O chefe de fiscalização da Câmara dos EUA rejeitou a oferta de Bill Clinton para uma entrevista transcrita à comissão de investigação sobre Jeffrey Epstein, condenado por crimes sexuais. A recusa de James Comer acelera a possibilidade de votação de acusações de desacato criminal ao Congresso contra Bill e Hillary Clinton. O episódio ocorre pouco após Clinton ter apresentado a oferta de depor e Hillary ter proposto declarar por escrito.
A comissão de supervisão, controlada pelos republicanos, avança para votações previstas nesta semana sobre o desacato ao Congresso, caso haja condenação, Bill e Hillary Clinton poderiam enfrentar multas severas e até detenção. Comer afirmou que os Clintons não podem ditar os termos de convocações legais.
Segundo uma carta enviada aos advogados dos Clintons, o ex-presidente propôs uma transcrição de entrevista sobre questões relacionadas às investigações e processos envolvendo Epstein, enquanto Hillary aceitava uma declaração jurada. O grupo já havia aprovado as acusações de desacato na semana passada devido à recusa de testemunhar.
A negativa de testemunho foi fundamentada pelos Clintons em 12 de janeiro, com alegações de que as convocações são inválidas e desproporcionais, sem finalidade legislativa válida. Os advogados argumentaram que o pedido viola a separação de poderes e caracteriza uma manobra para embaraçar adversários políticos.

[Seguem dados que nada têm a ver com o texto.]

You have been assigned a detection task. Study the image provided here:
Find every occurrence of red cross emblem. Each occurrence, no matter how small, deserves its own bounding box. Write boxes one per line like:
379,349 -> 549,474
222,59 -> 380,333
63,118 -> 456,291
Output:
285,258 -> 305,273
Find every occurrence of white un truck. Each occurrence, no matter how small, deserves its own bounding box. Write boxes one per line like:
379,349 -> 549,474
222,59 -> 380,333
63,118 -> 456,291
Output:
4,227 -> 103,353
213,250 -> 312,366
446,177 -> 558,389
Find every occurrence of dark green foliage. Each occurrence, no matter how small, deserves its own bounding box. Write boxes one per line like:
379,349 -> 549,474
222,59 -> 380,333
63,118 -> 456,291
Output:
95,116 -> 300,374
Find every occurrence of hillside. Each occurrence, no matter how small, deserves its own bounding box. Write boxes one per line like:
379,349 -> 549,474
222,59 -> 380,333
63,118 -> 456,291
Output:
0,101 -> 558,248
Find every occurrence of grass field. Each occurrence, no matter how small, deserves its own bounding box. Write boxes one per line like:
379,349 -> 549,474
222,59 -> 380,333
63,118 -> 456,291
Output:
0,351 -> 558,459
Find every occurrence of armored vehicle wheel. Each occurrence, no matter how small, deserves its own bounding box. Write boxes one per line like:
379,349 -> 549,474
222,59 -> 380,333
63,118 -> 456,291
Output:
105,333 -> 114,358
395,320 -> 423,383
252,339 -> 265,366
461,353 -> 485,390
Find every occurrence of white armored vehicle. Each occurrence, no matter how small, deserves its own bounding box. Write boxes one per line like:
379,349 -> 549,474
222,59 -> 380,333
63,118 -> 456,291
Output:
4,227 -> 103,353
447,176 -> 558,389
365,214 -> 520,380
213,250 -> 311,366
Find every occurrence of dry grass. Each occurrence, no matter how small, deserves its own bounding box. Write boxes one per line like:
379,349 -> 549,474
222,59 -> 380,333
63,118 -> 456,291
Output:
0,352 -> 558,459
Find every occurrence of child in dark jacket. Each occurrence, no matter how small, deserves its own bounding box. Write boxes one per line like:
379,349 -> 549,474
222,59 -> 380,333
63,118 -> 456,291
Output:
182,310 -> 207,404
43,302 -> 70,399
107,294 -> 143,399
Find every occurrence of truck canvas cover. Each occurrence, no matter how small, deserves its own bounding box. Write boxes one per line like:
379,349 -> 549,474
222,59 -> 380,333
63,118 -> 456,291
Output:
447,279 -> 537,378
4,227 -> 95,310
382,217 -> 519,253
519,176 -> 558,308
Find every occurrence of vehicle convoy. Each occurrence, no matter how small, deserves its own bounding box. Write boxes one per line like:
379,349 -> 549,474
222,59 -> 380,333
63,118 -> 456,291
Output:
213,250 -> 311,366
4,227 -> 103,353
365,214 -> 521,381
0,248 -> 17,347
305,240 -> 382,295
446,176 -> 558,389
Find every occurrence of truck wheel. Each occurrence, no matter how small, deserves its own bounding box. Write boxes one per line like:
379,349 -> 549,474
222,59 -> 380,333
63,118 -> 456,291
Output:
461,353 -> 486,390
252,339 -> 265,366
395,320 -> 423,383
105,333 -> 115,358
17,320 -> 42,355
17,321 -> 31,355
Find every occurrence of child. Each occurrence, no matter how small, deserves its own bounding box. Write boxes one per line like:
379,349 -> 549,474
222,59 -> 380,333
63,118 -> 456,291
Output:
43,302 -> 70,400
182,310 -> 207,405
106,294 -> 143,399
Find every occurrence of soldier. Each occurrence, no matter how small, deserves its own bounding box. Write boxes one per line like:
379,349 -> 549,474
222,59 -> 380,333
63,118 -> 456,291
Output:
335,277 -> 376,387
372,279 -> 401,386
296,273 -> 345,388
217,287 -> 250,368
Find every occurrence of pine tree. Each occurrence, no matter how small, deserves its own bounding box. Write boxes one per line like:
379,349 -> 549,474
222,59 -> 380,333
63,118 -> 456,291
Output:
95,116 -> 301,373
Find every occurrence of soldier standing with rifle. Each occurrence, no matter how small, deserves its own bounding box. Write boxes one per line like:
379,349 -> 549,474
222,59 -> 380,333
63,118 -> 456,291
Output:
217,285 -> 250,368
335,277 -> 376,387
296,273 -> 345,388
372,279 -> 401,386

O tema Epstein voltou a ganhar destaque após a divulgação de documentos oficiais, incluindo mais de 3 milhões de arquivos, com vídeos e imagens, além de mensagens entre Epstein e outras figuras públicas. Democratas e alguns republicanos afirmam que há informações que ainda não chegaram ao escrutínio público.
No contexto, a disputa envolve também promessas de transparência sobre o caso Epstein, com o discussões sobre possíveis induções políticas no debate e críticas à condução da investigação. O conflito entre a condução do caso e a estratégia política permanece central para o desenrolar das próximas votações na Câmara.